I love how you send me nude pics of girls you're fucking and name them by which city they're in instead of their name. "This is Nashville, this is Tupelo, this is Jackson..."
so my mom told me to suck on something if I have to cough. so I guess blow jobs are ok
I just answered "If only I knew" for a quiz in criminology, she loved it.
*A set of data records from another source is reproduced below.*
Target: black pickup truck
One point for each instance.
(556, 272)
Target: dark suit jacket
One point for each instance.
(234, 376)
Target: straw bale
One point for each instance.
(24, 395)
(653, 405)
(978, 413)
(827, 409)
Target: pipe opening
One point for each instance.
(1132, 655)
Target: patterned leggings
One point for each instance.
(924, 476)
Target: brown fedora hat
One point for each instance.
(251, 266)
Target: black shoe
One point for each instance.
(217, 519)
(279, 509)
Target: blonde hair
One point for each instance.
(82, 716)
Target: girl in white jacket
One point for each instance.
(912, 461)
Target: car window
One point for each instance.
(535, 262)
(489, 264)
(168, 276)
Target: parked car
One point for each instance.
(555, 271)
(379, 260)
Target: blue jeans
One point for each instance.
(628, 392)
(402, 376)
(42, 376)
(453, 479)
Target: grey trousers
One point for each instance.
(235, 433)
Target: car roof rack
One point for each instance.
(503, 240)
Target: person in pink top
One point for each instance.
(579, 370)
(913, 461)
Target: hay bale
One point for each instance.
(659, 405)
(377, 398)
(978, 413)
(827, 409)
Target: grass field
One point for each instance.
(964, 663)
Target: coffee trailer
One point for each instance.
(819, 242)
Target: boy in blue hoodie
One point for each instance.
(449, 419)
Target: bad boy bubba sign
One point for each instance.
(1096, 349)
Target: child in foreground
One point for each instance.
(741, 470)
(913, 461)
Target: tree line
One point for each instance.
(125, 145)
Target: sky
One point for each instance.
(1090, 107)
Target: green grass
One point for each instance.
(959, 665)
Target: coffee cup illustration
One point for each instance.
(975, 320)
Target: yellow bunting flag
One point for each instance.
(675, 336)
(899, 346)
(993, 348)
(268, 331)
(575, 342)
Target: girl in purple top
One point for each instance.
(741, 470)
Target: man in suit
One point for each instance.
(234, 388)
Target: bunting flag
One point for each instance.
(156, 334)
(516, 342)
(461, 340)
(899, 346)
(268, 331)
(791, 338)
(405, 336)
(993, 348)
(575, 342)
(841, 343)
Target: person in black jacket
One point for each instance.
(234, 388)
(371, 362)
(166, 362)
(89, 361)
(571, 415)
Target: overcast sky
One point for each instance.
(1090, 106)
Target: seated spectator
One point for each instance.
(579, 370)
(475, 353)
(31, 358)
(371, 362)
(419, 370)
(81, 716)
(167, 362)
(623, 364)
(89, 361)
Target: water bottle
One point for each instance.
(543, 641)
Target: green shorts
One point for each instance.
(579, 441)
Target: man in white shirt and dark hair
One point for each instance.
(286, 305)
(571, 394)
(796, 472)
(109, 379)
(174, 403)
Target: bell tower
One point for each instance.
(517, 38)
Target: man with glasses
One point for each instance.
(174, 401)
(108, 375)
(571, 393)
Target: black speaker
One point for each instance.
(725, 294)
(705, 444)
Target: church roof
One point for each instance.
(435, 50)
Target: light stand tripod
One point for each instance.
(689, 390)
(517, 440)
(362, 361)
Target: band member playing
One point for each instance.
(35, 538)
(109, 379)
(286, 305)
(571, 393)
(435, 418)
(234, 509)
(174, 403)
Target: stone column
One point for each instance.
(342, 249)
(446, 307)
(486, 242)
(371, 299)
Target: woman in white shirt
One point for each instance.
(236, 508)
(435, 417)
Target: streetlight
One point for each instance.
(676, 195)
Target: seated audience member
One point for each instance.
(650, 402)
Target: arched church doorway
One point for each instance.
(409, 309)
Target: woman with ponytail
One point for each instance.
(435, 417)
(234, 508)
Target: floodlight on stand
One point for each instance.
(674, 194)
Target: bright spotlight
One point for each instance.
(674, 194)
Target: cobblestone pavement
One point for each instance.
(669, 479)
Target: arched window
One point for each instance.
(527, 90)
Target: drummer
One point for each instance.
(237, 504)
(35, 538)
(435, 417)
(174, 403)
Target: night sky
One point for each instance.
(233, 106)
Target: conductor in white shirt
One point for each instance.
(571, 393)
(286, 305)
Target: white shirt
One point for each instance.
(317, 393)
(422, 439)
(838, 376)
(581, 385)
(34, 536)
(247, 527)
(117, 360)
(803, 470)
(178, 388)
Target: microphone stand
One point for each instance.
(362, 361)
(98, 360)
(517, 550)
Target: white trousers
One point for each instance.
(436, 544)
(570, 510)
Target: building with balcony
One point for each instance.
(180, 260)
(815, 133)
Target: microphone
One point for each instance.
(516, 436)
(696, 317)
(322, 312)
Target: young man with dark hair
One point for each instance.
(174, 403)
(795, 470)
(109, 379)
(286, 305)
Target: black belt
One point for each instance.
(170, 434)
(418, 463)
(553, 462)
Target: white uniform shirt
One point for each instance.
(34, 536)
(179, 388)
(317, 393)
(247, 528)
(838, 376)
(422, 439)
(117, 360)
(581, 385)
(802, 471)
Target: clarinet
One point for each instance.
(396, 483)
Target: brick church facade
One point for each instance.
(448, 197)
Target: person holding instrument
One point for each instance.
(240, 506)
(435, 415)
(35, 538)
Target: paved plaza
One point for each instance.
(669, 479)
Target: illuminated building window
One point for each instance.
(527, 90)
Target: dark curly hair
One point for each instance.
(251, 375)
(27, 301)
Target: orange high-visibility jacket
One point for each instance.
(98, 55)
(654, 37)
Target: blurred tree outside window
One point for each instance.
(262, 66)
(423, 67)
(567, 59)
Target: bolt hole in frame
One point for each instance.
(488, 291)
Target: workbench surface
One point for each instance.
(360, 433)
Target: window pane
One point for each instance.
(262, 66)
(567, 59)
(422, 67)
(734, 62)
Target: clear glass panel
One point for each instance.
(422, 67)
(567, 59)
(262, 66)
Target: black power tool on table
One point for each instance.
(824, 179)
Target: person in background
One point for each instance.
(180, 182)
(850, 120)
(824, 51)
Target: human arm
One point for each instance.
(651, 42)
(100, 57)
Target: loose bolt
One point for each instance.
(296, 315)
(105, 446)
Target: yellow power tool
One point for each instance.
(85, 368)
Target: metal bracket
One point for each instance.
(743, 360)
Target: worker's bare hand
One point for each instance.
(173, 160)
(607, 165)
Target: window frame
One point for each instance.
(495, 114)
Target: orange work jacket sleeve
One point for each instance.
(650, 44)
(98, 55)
I got an A
Baffled as to how I'm gonna get 150lbs of sand out of my basement.
I bought a zebra print bikini, I'm gonna be honest here- if he doesn't want to have sex with me in this, he's gay.
I distinctly recall there being a "I can't be dead 2maro" stipulation to going out last night. There's been a breech of contract
pregamed for the floor meeting. so stoned. i keep thinking my RA is shrinking.
the cab driver said that we weren't the worst shit show he'd ever seen, CHALLENGE ACCEPTED!!
Babies are disgusting. I held one once. Then I washed my hands and rinsed my mouth out with wine.
sorry to break it to you, but he's definitely fucking that other girl now...
I wish I still at least had the bruises on my ass to remember him by.
is it wrong to hook up with someone at a memorial drum circle
I apparently pulled his dick out at the bar and started yelling "DICK PICS IN REAL LIFE!"
We were 69ing, but at an angle so we could both still watch Wall-E
I never thought I'd say this but there's too many dicks around here.